Chesapeake Posts $4.15B Loss on Impairment Charge
OKLAHOMA CITY – Chesapeake Energy Corp. said Wednesday that its oil and gas production in eastern Ohio’s Utica shale increased 13% during the second quarter ended June 30 versus production in the first quarter.
Production in the Utica averaged approximately 125 million barrels of oil equivalent per day, the company said as part of its second quarter earnings.
Chesapeake reported a net loss of $4.15 billion for the quarter ended June 30, or $6.27 per share, mostly due to a $4.02 billion impairment charge on oil and gas assets. The company reported an adjusted net loss of $83 million, or 11 cents a share, compared to net income of $191 million, or 22 cents a share, during the same period last year.
Energy companies have struggled because oil and gas commodity prices have plummeted since the beginning of the year. The price collapse has devalued Chesapeake’s assets.

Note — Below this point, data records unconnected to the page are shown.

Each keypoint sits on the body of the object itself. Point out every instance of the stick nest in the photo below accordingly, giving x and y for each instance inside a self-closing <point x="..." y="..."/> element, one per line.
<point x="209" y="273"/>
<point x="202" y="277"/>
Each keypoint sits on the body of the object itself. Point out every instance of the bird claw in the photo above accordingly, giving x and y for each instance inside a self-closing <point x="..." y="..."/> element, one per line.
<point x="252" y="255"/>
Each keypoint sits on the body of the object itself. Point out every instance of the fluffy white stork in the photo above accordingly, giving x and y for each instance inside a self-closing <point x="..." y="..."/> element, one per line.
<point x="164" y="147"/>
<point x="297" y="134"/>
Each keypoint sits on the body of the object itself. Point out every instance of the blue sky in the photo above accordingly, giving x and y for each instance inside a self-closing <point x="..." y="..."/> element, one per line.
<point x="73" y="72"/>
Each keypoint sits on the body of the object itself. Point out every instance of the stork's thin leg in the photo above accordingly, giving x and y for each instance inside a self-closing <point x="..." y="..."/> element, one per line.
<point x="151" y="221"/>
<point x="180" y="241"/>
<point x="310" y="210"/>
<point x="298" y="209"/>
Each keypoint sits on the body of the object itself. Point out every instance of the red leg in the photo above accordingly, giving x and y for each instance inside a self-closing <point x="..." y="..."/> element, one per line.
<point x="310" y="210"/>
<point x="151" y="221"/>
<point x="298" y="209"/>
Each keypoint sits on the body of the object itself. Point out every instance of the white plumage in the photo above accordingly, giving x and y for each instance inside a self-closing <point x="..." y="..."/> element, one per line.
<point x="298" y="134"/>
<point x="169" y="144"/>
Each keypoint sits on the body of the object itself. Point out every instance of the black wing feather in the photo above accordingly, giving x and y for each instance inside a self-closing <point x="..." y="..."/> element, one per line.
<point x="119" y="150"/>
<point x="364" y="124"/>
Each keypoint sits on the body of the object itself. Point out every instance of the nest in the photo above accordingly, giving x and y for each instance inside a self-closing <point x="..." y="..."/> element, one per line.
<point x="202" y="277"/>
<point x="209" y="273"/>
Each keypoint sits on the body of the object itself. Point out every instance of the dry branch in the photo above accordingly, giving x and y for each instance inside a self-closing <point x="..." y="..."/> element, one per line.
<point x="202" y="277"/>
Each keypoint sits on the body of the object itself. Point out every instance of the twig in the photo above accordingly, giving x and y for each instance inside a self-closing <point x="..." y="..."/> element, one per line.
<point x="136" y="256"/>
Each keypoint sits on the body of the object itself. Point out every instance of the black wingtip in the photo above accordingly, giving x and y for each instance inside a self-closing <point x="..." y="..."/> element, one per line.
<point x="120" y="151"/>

The company reported it voluntarily curtailed an average of approximately 100 million cubic feet of natural gas per day of Utica production in July and is currently curtailing 275 million cubic feet of gas per day as a result of weak natural gas prices and the deterioration of propane prices.

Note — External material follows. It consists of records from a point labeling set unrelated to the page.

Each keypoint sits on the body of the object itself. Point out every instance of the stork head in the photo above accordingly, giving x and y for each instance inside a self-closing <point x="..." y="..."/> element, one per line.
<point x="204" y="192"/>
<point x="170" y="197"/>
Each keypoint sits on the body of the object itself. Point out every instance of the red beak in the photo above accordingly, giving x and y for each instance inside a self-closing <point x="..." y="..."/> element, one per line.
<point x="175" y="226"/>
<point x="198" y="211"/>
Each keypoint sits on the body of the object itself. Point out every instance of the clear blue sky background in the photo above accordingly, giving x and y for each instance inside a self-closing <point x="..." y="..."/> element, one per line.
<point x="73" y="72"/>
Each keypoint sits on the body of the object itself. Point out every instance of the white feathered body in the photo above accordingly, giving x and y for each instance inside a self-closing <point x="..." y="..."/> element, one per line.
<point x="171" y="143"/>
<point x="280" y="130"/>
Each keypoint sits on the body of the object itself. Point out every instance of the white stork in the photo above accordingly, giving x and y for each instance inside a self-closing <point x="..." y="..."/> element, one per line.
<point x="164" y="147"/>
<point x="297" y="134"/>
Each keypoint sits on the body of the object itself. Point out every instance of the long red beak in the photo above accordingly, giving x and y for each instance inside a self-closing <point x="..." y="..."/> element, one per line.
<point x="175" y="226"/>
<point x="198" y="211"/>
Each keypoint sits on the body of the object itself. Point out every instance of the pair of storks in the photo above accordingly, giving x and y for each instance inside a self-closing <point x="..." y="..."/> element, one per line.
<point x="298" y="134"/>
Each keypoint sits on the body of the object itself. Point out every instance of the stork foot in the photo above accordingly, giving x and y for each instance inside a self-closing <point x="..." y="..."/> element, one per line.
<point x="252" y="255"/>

However, the company noted that prices are likely to increase once the Spectra Open pipeline goes into service in November. That pipeline will ship natural gas liquids directly to the Gulf Coast.
The pipeline will allow Chesapeake to move 350 million cubic feet of gas per day out of the Utica at a competitive transportation rate, the company said.
“Once Open is online, about 85% of our Utica gas will receive Gulf Coast pricing,” said Chris Doyle, executive vice president for Chesapeake’s northern division.
Chesapeake noted that it continues to drill longer laterals and use more frack stages in its Utica wells. Completion costs per well should increase this year since the company is drilling longer laterals and increasing the number of frack stages.
“The Marcellus and Utica teams turned in their best operational quarter in their history,” Doyle said. “The drilling team averaged 12 days from spud to rig release, that was a 35% improvement over 2014.”
Drilling time during the third quarter is also off to a strong start, he notes, adding that it took rig teams on average nine days on a four-well pad and set a new record for 7.9 days on another pad.
Pictured: Chesapeake Energy Corp.’s headquarters in Oklahoma City.